Dimanche 23 mars avec un seul agent sur place, ce sont les Équipes régionales d’intervention et de sécurité (Eris), dédiées en principe à la gestion sécuritaire des situations de tensions, qui ont assuré la garde de l’établissement. Ces équipes ne sont ni formées à la prise en charge des mineurs ni destinées à assurer des missions classiques de surveillance.
D’après la cheffe d’établissement, le 14 mars, l’« absentéisme » du personnel de surveillance est « chronique ». Le rapport d’activité de l’EPM précise en effet que chaque agent cumulait en moyenne 112 jours d’absence par an, pour congé maladie ou arrêt de travail, en 2023, et 81 l’année précédente. Pour l’année 2024, la direction interrégionale des services pénitentiaires (Disp) de Marseille évoque un taux d’absentéisme de 42,6%. Dans une lettre au député Jean-François Coulomme, le secrétaire général de la CGT PACA Corse, Paul Courtaro, évoque « des conditions de travail dégradées » et « un manque de reconnaissance du personnel », qui portent une « atteinte directe à la mission éducative et sécuritaire de l’établissement ».
Les conséquences sur les jeunes détenus sont en effet lourdes, pour la scolarité mais aussi pour le suivi éducatif. D’après Mattias Perrin, secrétaire régional du syndicat professionnel SNPES-PJJ-FSU, les éducateurs de milieu ouvert, qui assurent la continuité du suivi des jeunes, ont de plus en plus de difficultés à maintenir le lien avec eux dès lors qu’ils sont en détention : « De plus en plus de demandes d’accès ne sont pas validées par l’administration, et quand on obtient l’accès, les temps d’entretien sont réduits. La semaine dernière, une professionnelle du service (PJJ) a dû attendre 1h30 avant de voir le jeune avec lequel elle avait rendez-vous. »
Ouverts en 2007, les six établissements pénitentiaires pour mineurs répartis sur le territoire hexagonal, dotés de pôles socio-éducatifs et de terrains de sport, avaient pour mission de pallier les dysfonctionnements des quartiers mineurs des prisons en donnant la priorité à l’éducatif. La circulaire du 14 mai 2013 relative au régime de détention des mineurs rappelle que ces derniers doivent « bénéficier des conditions les plus favorables en termes d’encadrement éducatif ou de préparation du projet de sortie ». Pourtant, les problèmes d’effectifs de l’administration pénitentiaire et le primat de la logique sécuritaire mettent à mal l’objectif éducatif, et avec lui les espoirs de réinsertion sociale des jeunes incarcérés dans ces structures.

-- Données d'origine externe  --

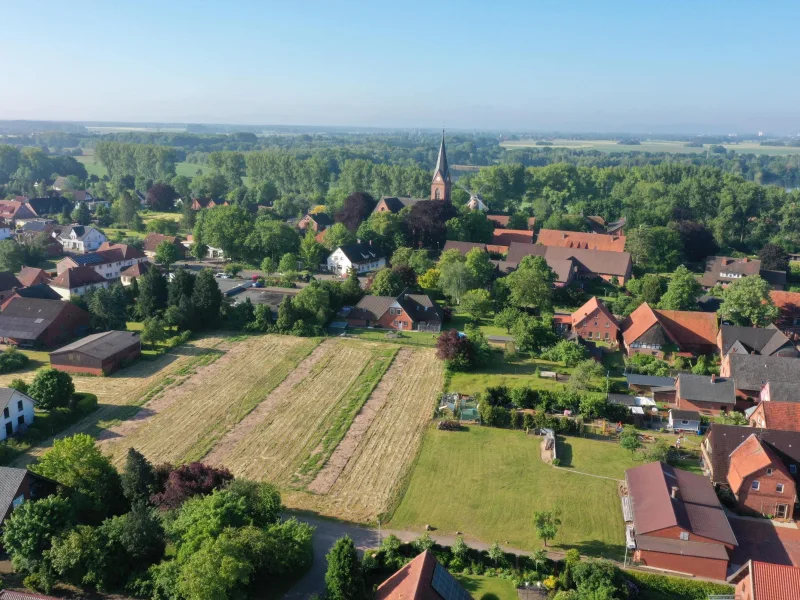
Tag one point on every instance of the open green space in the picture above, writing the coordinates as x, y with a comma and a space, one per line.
488, 482
652, 146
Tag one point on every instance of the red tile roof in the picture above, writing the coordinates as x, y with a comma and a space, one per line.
579, 239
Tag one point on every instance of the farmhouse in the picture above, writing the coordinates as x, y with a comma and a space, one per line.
657, 332
80, 238
406, 312
769, 341
722, 270
98, 354
17, 412
76, 281
708, 395
423, 578
678, 521
361, 257
577, 239
19, 485
34, 322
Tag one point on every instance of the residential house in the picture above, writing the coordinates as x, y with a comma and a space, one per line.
8, 284
768, 341
30, 276
706, 394
153, 240
34, 322
135, 271
776, 415
76, 281
80, 238
317, 222
757, 580
678, 522
579, 239
788, 304
722, 270
752, 372
760, 481
423, 578
589, 264
98, 354
505, 237
660, 332
361, 257
684, 420
405, 312
593, 321
19, 485
501, 221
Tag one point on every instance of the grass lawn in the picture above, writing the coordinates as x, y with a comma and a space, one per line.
479, 587
487, 483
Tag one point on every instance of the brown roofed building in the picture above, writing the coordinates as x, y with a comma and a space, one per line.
679, 524
579, 239
422, 579
650, 331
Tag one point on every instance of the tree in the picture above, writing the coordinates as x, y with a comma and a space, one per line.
531, 285
746, 301
90, 478
683, 290
547, 523
477, 303
455, 279
387, 282
343, 579
52, 389
139, 478
166, 254
206, 298
773, 258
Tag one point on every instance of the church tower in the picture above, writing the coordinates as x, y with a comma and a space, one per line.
441, 184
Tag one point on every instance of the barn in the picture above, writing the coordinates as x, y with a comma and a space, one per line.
98, 354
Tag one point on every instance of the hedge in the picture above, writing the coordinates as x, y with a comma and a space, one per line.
675, 587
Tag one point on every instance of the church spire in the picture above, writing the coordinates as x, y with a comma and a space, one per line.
441, 184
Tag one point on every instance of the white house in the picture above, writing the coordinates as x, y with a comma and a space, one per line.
81, 238
684, 420
17, 412
361, 257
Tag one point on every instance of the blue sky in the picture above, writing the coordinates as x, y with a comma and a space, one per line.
690, 66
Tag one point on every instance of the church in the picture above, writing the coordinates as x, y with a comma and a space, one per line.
441, 187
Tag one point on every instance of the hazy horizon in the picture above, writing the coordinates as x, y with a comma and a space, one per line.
614, 67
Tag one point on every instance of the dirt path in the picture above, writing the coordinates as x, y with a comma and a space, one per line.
349, 444
247, 425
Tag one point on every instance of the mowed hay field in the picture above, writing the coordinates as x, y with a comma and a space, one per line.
488, 482
185, 422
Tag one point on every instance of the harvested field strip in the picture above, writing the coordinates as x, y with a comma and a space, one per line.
297, 425
209, 404
374, 477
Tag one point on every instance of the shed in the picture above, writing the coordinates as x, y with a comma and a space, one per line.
98, 354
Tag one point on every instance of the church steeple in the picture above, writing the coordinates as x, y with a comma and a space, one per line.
441, 184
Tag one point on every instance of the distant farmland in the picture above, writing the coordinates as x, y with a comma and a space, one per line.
651, 146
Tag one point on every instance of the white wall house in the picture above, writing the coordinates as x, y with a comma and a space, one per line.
17, 412
361, 257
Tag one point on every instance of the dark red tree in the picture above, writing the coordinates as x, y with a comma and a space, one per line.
357, 207
190, 480
425, 223
161, 197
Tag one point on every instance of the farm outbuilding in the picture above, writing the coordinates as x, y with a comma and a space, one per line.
98, 354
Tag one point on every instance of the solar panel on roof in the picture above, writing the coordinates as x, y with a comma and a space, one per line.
446, 585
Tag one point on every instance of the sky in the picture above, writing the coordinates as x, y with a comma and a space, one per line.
606, 66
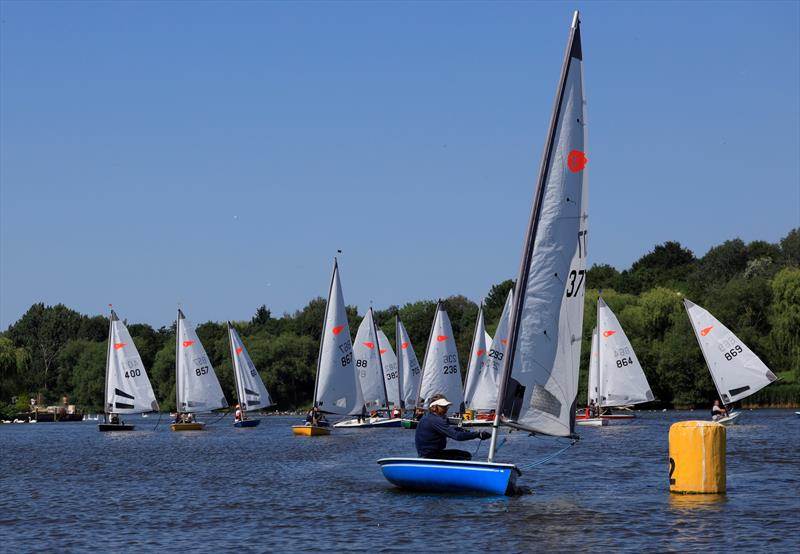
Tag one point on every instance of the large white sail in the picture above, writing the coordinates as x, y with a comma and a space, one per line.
408, 365
198, 389
477, 355
736, 370
622, 378
336, 388
368, 365
540, 377
441, 373
485, 395
128, 390
391, 373
594, 372
250, 389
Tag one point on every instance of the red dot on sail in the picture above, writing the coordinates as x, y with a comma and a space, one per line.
576, 161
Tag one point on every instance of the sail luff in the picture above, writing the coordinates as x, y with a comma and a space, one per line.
573, 50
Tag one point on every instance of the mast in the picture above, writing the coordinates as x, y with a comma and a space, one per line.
324, 323
380, 360
108, 366
427, 349
573, 50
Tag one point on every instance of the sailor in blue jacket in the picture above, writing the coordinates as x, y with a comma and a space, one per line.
433, 430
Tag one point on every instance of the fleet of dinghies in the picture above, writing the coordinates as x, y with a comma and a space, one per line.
524, 378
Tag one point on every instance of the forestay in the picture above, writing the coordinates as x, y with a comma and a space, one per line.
485, 396
250, 389
541, 373
407, 364
368, 365
198, 389
477, 355
440, 372
736, 370
128, 390
336, 388
622, 380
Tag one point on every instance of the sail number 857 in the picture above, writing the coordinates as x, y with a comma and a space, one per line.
575, 281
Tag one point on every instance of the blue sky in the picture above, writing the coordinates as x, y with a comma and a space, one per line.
218, 154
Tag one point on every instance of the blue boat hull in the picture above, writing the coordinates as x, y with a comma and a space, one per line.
247, 423
450, 476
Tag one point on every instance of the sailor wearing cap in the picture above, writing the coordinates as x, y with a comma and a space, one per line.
433, 430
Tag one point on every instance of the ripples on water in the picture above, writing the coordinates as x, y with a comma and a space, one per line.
67, 487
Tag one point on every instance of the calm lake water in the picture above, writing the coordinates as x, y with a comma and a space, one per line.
67, 487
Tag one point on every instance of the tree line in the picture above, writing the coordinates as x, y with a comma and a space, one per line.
754, 289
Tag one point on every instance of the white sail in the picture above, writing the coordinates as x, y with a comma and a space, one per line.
391, 372
441, 373
540, 378
736, 370
336, 389
250, 389
128, 390
622, 376
477, 355
408, 365
594, 372
485, 396
368, 365
198, 389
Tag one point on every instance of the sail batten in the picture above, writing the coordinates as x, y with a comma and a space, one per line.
539, 383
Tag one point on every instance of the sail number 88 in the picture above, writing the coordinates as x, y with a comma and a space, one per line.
733, 352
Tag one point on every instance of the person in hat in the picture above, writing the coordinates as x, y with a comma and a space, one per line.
433, 431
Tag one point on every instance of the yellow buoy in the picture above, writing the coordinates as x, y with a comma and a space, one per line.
697, 457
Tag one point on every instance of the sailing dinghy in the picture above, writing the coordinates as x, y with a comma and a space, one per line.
372, 379
127, 388
250, 389
196, 386
336, 389
539, 380
616, 377
735, 369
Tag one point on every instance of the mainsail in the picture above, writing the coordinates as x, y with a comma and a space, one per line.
441, 373
622, 379
540, 375
198, 389
477, 355
485, 394
391, 373
407, 364
368, 365
736, 370
336, 388
250, 389
128, 390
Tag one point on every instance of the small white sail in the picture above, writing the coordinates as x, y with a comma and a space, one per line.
391, 372
736, 370
128, 390
621, 375
250, 389
441, 373
368, 365
408, 365
198, 389
477, 355
485, 395
540, 378
594, 371
336, 389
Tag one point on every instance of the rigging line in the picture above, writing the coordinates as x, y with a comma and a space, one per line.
531, 465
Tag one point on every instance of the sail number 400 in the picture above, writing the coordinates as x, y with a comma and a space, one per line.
733, 352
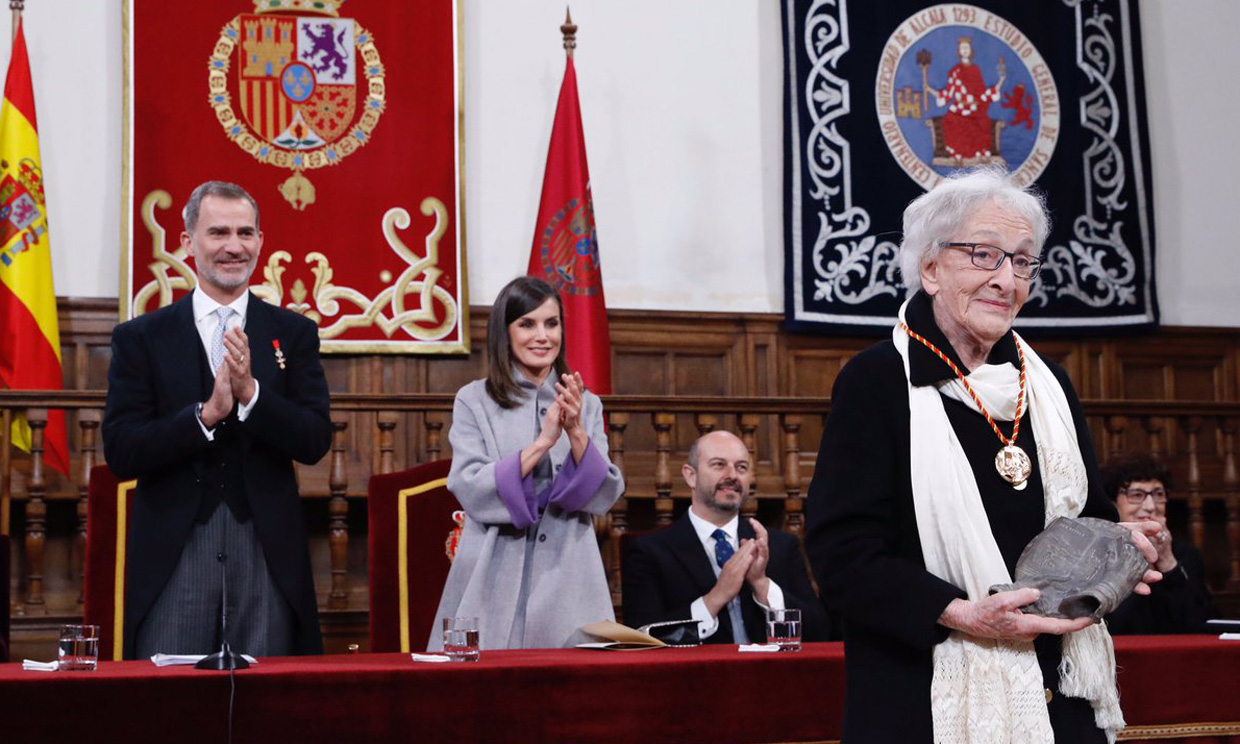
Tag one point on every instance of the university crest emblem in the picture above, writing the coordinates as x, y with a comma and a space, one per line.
960, 87
298, 87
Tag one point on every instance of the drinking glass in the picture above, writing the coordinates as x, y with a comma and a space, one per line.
460, 639
784, 629
79, 647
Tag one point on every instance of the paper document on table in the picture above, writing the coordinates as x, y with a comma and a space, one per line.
758, 647
430, 657
618, 637
187, 659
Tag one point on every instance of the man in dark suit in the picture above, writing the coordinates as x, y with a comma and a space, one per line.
210, 401
716, 568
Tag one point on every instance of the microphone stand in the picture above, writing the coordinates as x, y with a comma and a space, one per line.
225, 659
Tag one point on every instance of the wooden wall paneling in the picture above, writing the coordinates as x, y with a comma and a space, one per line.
717, 355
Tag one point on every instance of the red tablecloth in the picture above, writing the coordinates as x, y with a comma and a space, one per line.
667, 696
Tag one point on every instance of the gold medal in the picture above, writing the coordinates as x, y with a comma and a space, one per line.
1013, 464
1012, 461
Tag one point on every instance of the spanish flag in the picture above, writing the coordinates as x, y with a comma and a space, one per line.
30, 337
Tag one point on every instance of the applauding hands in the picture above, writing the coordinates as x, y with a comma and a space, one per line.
233, 380
562, 417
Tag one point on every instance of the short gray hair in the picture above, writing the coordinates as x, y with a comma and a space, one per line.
940, 213
220, 190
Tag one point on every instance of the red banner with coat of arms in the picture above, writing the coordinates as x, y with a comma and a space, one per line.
342, 118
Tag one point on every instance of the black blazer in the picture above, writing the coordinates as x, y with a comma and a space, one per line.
666, 571
159, 373
866, 552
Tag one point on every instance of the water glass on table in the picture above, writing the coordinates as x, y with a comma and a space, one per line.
784, 629
79, 647
460, 639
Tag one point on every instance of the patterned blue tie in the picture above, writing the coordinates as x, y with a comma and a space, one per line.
217, 341
722, 547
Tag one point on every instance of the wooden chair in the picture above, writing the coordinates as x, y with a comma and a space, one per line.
109, 504
414, 525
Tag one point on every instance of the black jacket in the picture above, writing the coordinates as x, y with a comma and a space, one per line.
159, 373
665, 572
862, 537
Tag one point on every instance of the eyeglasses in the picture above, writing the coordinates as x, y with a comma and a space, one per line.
1137, 496
991, 258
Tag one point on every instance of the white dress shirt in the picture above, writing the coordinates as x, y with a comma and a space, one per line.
707, 623
205, 320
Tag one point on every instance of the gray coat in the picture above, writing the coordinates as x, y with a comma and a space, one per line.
528, 588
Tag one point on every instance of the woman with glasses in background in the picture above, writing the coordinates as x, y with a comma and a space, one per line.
1181, 603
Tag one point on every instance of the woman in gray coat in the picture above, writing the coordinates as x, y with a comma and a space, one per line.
530, 465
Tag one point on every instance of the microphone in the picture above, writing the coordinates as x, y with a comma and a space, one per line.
225, 659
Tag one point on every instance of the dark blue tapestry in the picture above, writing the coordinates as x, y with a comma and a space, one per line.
882, 99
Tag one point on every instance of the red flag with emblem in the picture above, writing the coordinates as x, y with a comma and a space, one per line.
566, 249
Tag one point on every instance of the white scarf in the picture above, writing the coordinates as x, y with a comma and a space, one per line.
986, 691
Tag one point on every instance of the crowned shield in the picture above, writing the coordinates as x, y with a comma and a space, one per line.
306, 91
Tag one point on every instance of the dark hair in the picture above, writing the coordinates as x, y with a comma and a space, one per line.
518, 296
220, 190
1131, 468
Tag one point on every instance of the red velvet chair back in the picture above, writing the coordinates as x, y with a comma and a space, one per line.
4, 598
412, 536
109, 502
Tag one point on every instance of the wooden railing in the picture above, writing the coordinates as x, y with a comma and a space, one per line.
647, 437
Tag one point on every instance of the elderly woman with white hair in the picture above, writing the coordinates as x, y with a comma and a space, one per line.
947, 449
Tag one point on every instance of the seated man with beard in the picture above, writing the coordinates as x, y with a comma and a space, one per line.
712, 566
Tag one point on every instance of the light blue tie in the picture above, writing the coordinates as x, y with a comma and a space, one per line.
722, 547
217, 341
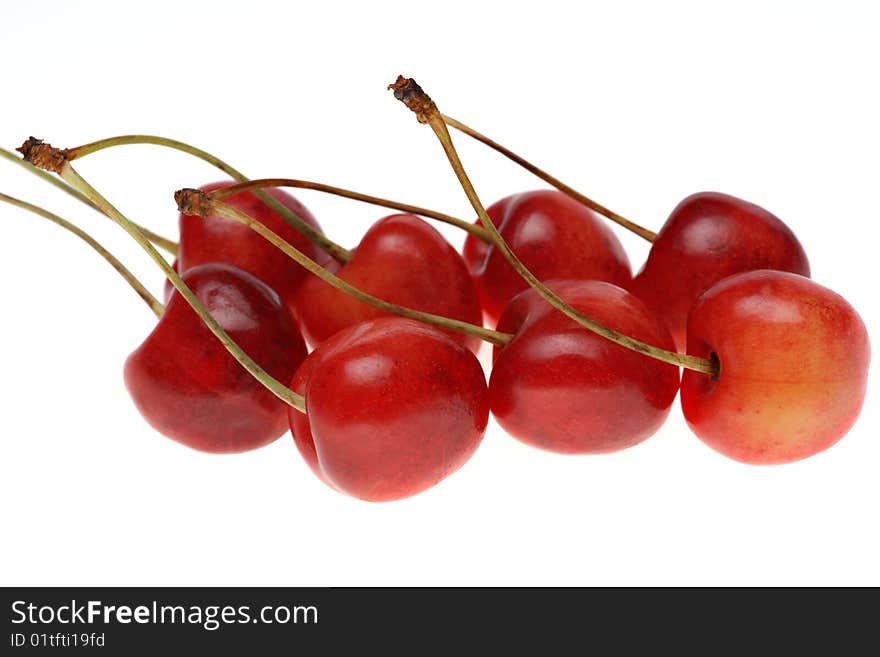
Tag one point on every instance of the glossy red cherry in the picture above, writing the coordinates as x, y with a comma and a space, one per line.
562, 388
393, 407
708, 237
793, 367
188, 387
401, 259
214, 239
554, 236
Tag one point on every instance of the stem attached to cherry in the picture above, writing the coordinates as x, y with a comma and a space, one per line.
52, 159
474, 229
162, 242
410, 93
316, 237
631, 226
198, 203
154, 304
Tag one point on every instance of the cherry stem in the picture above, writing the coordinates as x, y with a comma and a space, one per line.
225, 192
315, 236
198, 203
132, 280
410, 93
631, 226
52, 159
162, 242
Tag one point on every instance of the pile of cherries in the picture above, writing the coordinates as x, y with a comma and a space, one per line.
393, 405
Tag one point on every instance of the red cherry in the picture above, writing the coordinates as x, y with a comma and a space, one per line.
188, 387
403, 260
214, 239
393, 407
561, 388
708, 237
793, 367
554, 236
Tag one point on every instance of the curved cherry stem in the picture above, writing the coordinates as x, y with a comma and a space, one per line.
162, 242
52, 159
315, 236
154, 304
410, 93
225, 192
631, 226
198, 203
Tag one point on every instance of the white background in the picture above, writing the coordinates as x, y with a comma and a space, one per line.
638, 104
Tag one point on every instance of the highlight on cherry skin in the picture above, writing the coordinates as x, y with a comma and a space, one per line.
393, 407
794, 360
403, 260
214, 239
554, 236
708, 237
188, 387
561, 388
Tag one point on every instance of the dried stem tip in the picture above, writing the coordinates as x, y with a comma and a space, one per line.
194, 202
43, 156
408, 91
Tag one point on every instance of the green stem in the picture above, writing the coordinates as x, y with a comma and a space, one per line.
474, 229
194, 201
311, 233
164, 243
69, 174
132, 280
631, 226
409, 92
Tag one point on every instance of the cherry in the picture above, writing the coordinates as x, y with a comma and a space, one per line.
563, 389
403, 260
213, 239
554, 237
188, 387
392, 407
708, 237
793, 359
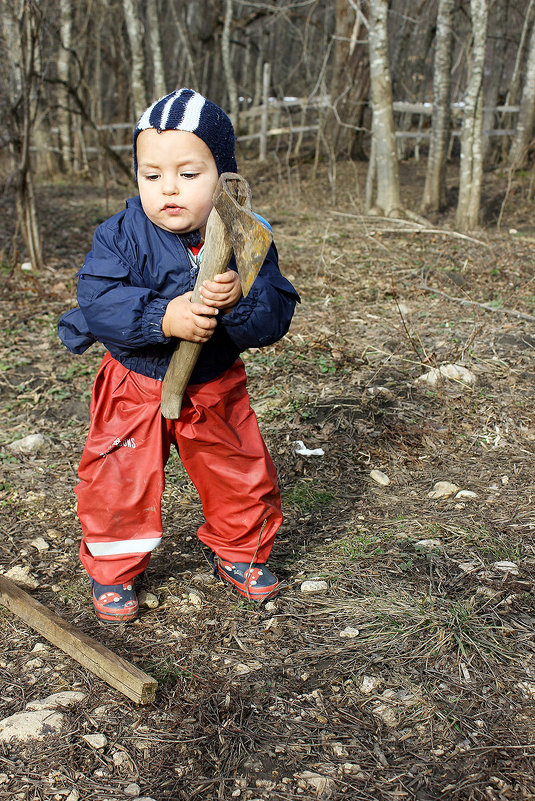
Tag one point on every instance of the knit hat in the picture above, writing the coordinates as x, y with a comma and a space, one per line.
186, 110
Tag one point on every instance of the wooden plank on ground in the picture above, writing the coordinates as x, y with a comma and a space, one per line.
113, 669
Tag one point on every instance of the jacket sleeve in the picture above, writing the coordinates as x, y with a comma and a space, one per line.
264, 316
118, 310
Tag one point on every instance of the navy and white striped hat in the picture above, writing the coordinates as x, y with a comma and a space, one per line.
186, 110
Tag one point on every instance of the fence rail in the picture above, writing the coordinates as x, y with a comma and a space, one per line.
279, 113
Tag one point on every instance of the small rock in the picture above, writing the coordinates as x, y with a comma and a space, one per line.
339, 749
195, 598
506, 567
22, 577
428, 545
349, 632
468, 567
369, 684
312, 586
380, 478
40, 544
350, 768
452, 372
527, 688
65, 698
301, 449
443, 489
122, 761
148, 600
33, 443
387, 715
242, 669
459, 373
31, 725
324, 786
96, 741
144, 798
33, 664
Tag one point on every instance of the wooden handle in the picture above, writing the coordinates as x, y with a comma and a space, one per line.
216, 256
115, 670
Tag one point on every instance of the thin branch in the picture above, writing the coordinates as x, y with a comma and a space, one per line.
485, 306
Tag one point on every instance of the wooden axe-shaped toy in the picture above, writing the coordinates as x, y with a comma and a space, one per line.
231, 226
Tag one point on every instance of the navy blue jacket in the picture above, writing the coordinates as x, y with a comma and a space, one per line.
132, 272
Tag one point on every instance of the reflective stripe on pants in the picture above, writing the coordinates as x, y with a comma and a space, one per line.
122, 471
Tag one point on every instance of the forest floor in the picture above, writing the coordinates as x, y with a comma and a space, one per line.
412, 675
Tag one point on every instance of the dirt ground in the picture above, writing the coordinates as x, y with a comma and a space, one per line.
412, 674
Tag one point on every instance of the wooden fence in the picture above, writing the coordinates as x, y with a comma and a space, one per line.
294, 117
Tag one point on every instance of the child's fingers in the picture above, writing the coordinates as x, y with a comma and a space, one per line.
203, 309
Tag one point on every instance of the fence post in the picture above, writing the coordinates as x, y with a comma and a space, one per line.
266, 81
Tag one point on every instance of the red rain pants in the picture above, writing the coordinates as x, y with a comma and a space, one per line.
122, 471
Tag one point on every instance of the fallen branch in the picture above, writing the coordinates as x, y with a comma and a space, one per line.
486, 306
416, 229
113, 669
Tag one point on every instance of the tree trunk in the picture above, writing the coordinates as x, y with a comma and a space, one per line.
137, 59
63, 61
435, 181
471, 171
350, 81
19, 31
384, 161
185, 48
526, 117
232, 89
158, 72
495, 62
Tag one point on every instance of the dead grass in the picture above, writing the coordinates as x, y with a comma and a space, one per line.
255, 702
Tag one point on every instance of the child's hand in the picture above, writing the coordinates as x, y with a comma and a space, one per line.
194, 322
223, 292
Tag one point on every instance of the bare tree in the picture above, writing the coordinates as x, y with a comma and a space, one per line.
434, 197
350, 80
63, 65
20, 29
471, 171
137, 59
230, 80
383, 167
526, 118
495, 60
158, 72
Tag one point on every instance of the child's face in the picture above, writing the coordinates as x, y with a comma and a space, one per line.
176, 176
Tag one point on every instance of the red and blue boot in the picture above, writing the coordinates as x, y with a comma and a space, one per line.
115, 603
254, 581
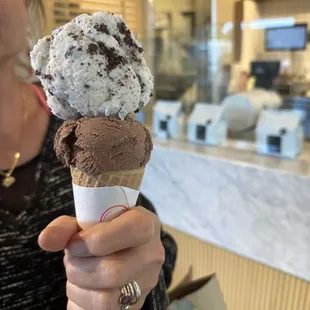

De février à juin 2024, l’EPM du Rhône a lui aussi connu des épisodes récurrents de confinement en cellule des enfants et adolescents, faute de personnel pénitentiaire pour les prendre en charge. Le problème n’est pas résolu en 2025, puisque lors d’une visite parlementaire dans cet établissement le 27 mars, les cours étaient à nouveau supprimés, toujours en raison du manque d’effectifs de surveillance.
Interpellé par l’Observatoire international des prisons (OIP), la Disp de Marseille a annoncé qu’elle allait « déployer quinze agents du centre pénitentiaire des Baumettes qui seront mis à disposition pendant un mois afin de venir renforcer les effectifs de l’EPM de la Valentine », et que « les heures de cours non suivies seraient rattrapées d’ici la fin de l’année scolaire ». L’OIP, inquiète des conséquences de ces manquements sur les parcours des jeunes, sera attentif au respect de ces engagements et à la mise en place de solutions pérennes. Au-delà, l’OIP tire, une fois de plus, la sonnette d’alarme sur la situation des mineurs incarcérés.